—Perfect, Mami said, smiling. I need to be down the street by one for an Ariel meeting. You think I’ll make it back in time?
I almost said no, almost gave her the real time. My bad, I could’ve said, I had it mixed up in my head. But if I kept it from her, then that was me letting her go to that meeting—granting her that—rather than her picking the meeting over me. Somehow that made me feel better about the money I’d wasted to be there.
I said, You should be more than fine.
She squeezed my hand, then let it go and reached for my plate. With her fingers she picked the meat from my rice mess, placing each bite in her mouth as she looked out the living room window. Her shoulders lifted with a heavy breath, but her jaw kept grinding.
—This is such an exciting time, Mami said, mouth full, toward the night.

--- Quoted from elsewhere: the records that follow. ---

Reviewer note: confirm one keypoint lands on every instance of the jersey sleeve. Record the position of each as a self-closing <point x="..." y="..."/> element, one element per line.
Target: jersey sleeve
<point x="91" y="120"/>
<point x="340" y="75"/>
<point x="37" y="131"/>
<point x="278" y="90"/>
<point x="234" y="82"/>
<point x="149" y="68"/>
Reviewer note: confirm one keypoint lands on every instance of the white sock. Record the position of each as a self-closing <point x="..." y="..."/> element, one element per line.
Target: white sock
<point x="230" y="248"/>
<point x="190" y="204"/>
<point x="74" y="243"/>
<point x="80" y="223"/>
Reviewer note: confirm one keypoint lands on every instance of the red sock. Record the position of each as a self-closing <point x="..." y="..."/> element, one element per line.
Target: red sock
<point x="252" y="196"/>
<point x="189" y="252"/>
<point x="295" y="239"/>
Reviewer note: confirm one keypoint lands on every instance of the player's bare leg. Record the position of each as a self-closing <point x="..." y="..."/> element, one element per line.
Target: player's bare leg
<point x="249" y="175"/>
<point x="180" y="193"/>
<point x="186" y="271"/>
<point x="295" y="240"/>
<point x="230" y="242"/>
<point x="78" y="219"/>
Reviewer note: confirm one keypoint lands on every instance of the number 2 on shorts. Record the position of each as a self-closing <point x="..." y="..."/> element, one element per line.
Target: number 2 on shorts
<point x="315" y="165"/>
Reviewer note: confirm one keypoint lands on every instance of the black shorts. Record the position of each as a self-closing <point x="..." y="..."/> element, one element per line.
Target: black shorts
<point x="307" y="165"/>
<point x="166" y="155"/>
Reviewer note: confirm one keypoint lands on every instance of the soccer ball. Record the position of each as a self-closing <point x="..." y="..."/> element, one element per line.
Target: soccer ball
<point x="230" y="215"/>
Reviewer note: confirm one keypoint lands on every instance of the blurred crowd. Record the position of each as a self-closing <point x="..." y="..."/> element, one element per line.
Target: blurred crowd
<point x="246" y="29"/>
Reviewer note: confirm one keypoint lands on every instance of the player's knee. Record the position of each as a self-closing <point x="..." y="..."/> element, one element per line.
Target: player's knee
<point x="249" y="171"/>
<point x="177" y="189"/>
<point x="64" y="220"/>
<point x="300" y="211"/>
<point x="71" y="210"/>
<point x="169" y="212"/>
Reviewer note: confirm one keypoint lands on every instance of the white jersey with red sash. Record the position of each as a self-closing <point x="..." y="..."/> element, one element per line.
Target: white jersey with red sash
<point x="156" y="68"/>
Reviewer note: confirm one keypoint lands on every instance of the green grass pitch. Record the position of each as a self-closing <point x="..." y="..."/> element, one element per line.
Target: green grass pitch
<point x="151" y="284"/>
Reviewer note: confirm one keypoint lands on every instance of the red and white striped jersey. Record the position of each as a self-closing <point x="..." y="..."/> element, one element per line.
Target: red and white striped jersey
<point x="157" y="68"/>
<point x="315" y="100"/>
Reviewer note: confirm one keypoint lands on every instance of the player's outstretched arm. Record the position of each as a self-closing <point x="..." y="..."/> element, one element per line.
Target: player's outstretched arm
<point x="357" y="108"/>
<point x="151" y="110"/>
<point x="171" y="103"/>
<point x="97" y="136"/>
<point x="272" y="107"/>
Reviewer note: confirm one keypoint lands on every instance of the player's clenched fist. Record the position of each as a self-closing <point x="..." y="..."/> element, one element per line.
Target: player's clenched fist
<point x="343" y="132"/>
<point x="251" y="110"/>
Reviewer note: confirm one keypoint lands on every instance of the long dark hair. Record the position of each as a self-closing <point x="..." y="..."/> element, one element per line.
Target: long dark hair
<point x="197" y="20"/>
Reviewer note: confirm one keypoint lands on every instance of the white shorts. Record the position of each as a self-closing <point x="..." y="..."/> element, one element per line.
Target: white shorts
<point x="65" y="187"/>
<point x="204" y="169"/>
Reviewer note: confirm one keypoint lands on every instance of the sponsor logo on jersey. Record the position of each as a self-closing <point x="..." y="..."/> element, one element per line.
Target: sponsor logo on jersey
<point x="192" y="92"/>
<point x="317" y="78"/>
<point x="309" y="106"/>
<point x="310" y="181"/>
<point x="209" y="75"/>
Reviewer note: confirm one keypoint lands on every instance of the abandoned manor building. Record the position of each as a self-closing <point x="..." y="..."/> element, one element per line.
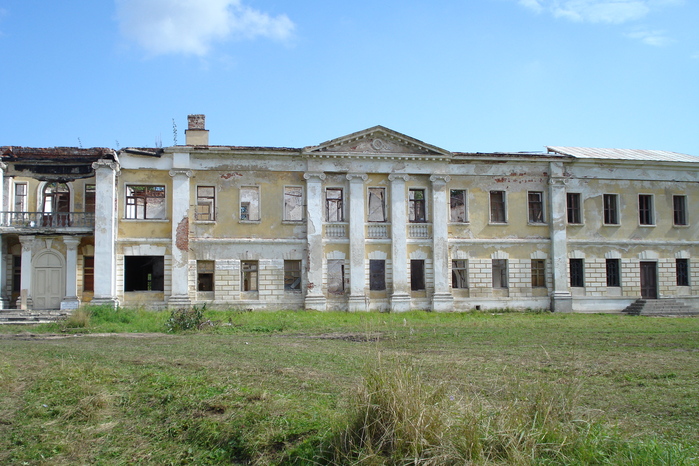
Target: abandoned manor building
<point x="372" y="221"/>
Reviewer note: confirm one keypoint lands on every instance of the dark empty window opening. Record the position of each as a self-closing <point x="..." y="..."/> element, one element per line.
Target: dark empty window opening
<point x="144" y="273"/>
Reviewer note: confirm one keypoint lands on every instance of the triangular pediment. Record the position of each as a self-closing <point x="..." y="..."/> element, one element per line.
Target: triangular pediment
<point x="377" y="142"/>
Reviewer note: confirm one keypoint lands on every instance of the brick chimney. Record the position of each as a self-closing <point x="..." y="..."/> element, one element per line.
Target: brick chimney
<point x="196" y="134"/>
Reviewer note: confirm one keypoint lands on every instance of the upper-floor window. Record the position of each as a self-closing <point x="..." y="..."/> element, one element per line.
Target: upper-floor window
<point x="206" y="203"/>
<point x="250" y="203"/>
<point x="145" y="202"/>
<point x="334" y="208"/>
<point x="377" y="205"/>
<point x="497" y="207"/>
<point x="611" y="209"/>
<point x="536" y="206"/>
<point x="293" y="203"/>
<point x="574" y="208"/>
<point x="20" y="197"/>
<point x="457" y="203"/>
<point x="416" y="206"/>
<point x="679" y="208"/>
<point x="645" y="209"/>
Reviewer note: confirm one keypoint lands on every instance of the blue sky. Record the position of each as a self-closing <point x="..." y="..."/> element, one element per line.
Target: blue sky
<point x="468" y="75"/>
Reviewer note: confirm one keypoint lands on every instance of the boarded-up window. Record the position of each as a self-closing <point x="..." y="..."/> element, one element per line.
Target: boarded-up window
<point x="458" y="205"/>
<point x="459" y="274"/>
<point x="377" y="204"/>
<point x="250" y="203"/>
<point x="293" y="203"/>
<point x="333" y="205"/>
<point x="377" y="274"/>
<point x="336" y="276"/>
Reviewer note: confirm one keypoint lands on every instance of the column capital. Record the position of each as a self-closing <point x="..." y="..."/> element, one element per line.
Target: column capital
<point x="314" y="176"/>
<point x="357" y="177"/>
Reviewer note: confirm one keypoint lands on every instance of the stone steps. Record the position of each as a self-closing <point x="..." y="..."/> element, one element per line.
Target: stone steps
<point x="660" y="308"/>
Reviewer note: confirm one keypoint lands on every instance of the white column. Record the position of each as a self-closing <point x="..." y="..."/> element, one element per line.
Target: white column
<point x="180" y="239"/>
<point x="357" y="299"/>
<point x="315" y="299"/>
<point x="442" y="300"/>
<point x="25" y="297"/>
<point x="561" y="299"/>
<point x="106" y="172"/>
<point x="71" y="301"/>
<point x="400" y="299"/>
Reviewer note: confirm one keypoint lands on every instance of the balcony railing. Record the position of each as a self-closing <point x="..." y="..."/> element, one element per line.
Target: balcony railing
<point x="38" y="220"/>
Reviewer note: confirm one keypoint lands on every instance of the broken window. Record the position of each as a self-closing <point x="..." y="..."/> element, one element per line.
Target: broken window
<point x="499" y="273"/>
<point x="144" y="273"/>
<point x="417" y="274"/>
<point x="416" y="205"/>
<point x="574" y="208"/>
<point x="333" y="205"/>
<point x="88" y="273"/>
<point x="205" y="275"/>
<point x="248" y="272"/>
<point x="538" y="273"/>
<point x="497" y="207"/>
<point x="90" y="198"/>
<point x="250" y="203"/>
<point x="293" y="203"/>
<point x="336" y="276"/>
<point x="377" y="274"/>
<point x="145" y="202"/>
<point x="377" y="204"/>
<point x="459" y="274"/>
<point x="292" y="275"/>
<point x="206" y="203"/>
<point x="458" y="205"/>
<point x="536" y="206"/>
<point x="20" y="197"/>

—I know, I said, pretending she meant it for me.
8
OMAR AND I HAD BEEN a couple since the summer before my junior year. He graduated a year ahead of me, was taking one or two classes a semester at Miami Dade while working part-time at Pep Boys, which is where he spent most of his paycheck in an effort to make his Acura Integra the most-tricked-out-est Integra in all of Hialeah. Though he never talked much about a future that was more than a year or two away, he had, the night after my own high school graduation, wondered out loud about getting engaged, and I’d made us both laugh by saying, You’d be smart to put this on lockdown. But I left for Rawlings without that promise, not wanting to be the one to bring it up again and thinking—because he’d admitted to being proud of me for going—that we were headed that way no matter what. I’d drifted away from that kind of certainty since leaving, and I talked with him less and less about school in the two weeks since he’d made me admit, when I started to sob on the phone the night after the meeting with my writing seminar professor, what was really freaking me out (another set of Holy Shits and Damns—he barely said anything else, and I started to suspect he didn’t understand how seriously a place like Rawlings took honor-code violations). But my decision to break up with him came after our most recent phone call, when I explained why I was so nervous about the hearing: that it could result in me being kicked out of school. He’d stayed quiet on the line and then finally said, That ain’t the worse thing, right?
I only managed to say, The worst thing, Omar. And yes. It would be.
You’re so dramatic, he said back. Then crackly sounds like he was breathing right into the phone. You don’t even like it there, he said.